Most cases of RMS appear to be sporadic, but they have been associated with familial syndromes such as neurofibromatosis, Li-Fraumeni, Beckwith-Wiedemann, and Costello syndromes).2
The presenting signs and symptoms are variable and influenced by the site of origin, age of the patient, and presence or absence of distant metastases.
Diagnosis is usually made by direct open biopsy.
There are no helpful markers or specific imaging studies.
Several grams of tissue are usually needed for the pathologist to identify histologic subgroups and subsequently provide adequate staging and to direct therapy.3
Trunk and extremity RMS should have excisional or incisional biopsy.
The incision should be placed so that it will not interfere with the incision needed for subsequent wide local excision.
The ultimate goal is wide local excision with clear margins.
Biopsies of genitourinary primaries are frequently performed endoscopically.
Regional lymph nodes are evaluated depending on location of the primary.
Sentinel lymph node mapping is advised for trunk and extremity lesions, as they have a high incidence of lymph node involvement.3
Figure 58.2 Rhabdomyosarcoma. An 8-year-old girl with a 3-week history of progressive swelling of the right eye. (Reprinted with permission from Penne R. Oculoplastics. Philadelphia, PA: Wolters Kluwer Health; 2019.)
Figure 58.3 Botryoid rhabdomyosarcoma on the vulva of a newborn girl. (Reprinted with permission from Requena L, Kutzner H. Cutaneous Soft Tissue Tumors. Philadelphia, PA: Wolters Kluwer Health; 2015.)
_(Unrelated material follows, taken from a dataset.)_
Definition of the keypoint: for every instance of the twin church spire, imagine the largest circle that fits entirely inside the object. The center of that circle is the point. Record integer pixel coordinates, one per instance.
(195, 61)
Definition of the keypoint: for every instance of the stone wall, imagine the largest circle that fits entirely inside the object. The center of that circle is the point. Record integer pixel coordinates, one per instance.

Staging and Clinical Grouping
Pretreatment staging for RMS is performed to stratify the extent of the disease for different treatment regimens as well as to compare outcome (Table 58.1).
It is a variation on the TNM staging system, and it is based on primary tumor site, primary tumor size, clinical regional node status, and distant spread.3
The initial radiologic evaluation should include plain radiographs of the affected area, as well as CT scan or MRI of the primary site and surrounding structures.
MRI is increasingly considered the imaging method of choice for certain primary locations, such as the head and neck, extremity, parameningeal, and pelvic tumors.
Ultrasonography may provide additional information in patients with pelvic tumors (particularly the bladder) because the characteristic water density of urine helps in tumor localization.4
The clinical grouping system was developed by the Intergroup Rhabdomyosarcoma Group (IRS) and is based on the pretreatment and operative outcome (Table 58.2).